25 May 2013

Science, philosophy, and selling bad cars

One of my fellow Centurions, Regis Nicoll has written an excellent little piece over at Breakpoint.  The article begins, "On the floor of the Darwinian exchange, traders bark, 'Evolution is fact, Fact, FACT!' But it’s a fact that has proven to be a hard sell.


"After 150 years of scientific 'evidence,' decades of inculcation in public education, and a raft of books, like The Dragons of Eden, The Selfish Gene, and The Blind Watchmaker, only 16 percent of Americans believe that humans developed from an unsupervised process of variation and natural selection. Belief that God had some part in the process has held steady over the last 30 years, at around 80 percent."

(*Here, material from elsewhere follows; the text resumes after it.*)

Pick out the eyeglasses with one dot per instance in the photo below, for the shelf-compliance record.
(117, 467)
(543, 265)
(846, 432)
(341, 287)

Nicoll discusses the consternation that these evolutionary evangelists have that it is not just us dumb Americans who believe this, but even some scientifically-minded individuals who just cannot reject that pesky problem of "apparent" design.  One way they have responded is by switching tacks; they have started talking instead about how our death anxiety contributes to our continued belief in a higher power and how we must find meaning by "looking around".  Our scientists are becoming philosophers and bad ones at that.  (Does anyone remember the recent proclamation from Stephen Hawking and Leonard Mlodinow that "philosophy is dead?"). They have become car salesmen--if you can't sell them on the car, sell them on the image--then maybe people will buy in.